To do so, we first put all text rows together (the function ngram didn’t like rows with just one or two words in it). After that, we really just go through the data via the ngram function, order the result, and filter out the top 20. We do this for 1-grams, 2-grams and 3-grams.
require(ngram)
require(data.table)
# extracting the text from the corpus document as a single string
# why?
# the ngram function is bitching, if a row has only 1 or 2 rows, while looking for Bi-Grams or Tri-Grams
# hence: having one line, I overcome this problem
str <- concatenate(lapply(sample_data, "[", 1))
corpora.ngram.1 <- ngram(str, n=1, sep = " ")
phrase.1 <- data.table(get.phrasetable(corpora.ngram.1))[order(-prop)][1:20][,DataType := "UniGram"]
corpora.ngram.2 <- ngram(str, n=2, sep = " ")
phrase.2 <- data.table(get.phrasetable(corpora.ngram.2))[order(-prop)][1:20][,DataType := "BiGram"]
corpora.ngram.3 <- ngram(str, n=3, sep = " ")
phrase.3 <- data.table(get.phrasetable(corpora.ngram.3))[order(-prop)][1:20][,DataType := "TriGram"]
corpora.ngram.4 <- ngram(str, n=4, sep = " ")
phrase.4 <- data.table(get.phrasetable(corpora.ngram.4))[order(-prop)][1:20][,DataType := "TriGram"]
# again: we need a factor to be able to sort it according to frequency
phrase.1$ngrams <- factor(x = phrase.1$ngrams, levels = phrase.1$ngrams)
phrase.2$ngrams <- factor(x = phrase.2$ngrams, levels = phrase.2$ngrams)
phrase.3$ngrams <- factor(x = phrase.3$ngrams, levels = phrase.3$ngrams)

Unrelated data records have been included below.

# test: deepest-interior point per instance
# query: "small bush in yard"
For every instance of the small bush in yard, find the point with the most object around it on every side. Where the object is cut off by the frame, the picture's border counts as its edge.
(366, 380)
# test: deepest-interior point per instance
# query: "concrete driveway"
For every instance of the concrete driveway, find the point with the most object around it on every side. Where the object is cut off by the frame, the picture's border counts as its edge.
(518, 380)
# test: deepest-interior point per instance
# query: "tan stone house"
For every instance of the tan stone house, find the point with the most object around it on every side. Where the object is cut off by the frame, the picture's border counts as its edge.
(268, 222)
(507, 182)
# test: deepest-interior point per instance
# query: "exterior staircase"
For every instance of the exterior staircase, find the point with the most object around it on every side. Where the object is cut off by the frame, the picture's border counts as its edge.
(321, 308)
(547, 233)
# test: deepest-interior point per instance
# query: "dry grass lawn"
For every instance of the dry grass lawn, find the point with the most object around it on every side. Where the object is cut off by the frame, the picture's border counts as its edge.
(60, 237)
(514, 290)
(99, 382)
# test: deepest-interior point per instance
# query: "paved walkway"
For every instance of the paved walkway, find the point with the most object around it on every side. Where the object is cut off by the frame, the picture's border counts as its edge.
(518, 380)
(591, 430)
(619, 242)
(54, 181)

gg10 <- ggplot(data = phrase.1, aes(x = ngrams, y = freq, fill = freq)) +
geom_bar(stat="identity") +
guides(fill = FALSE) +
coord_flip() +
ggtitle("UniGram") +
xlab("unigram words") +
ylab("Frequency")
gg11 <- ggplot(data = phrase.2, aes(x = ngrams, y = freq, fill = freq)) +
geom_bar(stat="identity") +
guides(fill = FALSE) +
coord_flip() +
ggtitle("BiGram") +
xlab("bigram words") +
ylab("Frequency")
gg12 <- ggplot(data = phrase.3, aes(x = ngrams, y = freq, fill = freq)) +
geom_bar(stat="identity") +
guides(fill = FALSE) +
coord_flip() +
ggtitle("TriGram") +
xlab("trigram words") +
ylab("Frequency")
# require(gridExtra)
grid.arrange(gg10, gg11, gg12, ncol=3, nrow =1)After this interesting exploratory analysis, we are a step closer to build a
- prediction model and
- a corresponding shiny application for it
# for next step / week
# save the data
save(corpora.ngram.1, file = "./010_data/corporangram1.RData")
save(corpora.ngram.2, file = "./010_data/corporangram2.RData")
save(corpora.ngram.3, file = "./010_data/corporangram3.RData")
save(corpora.ngram.4, file = "./010_data/corporangram4.RData")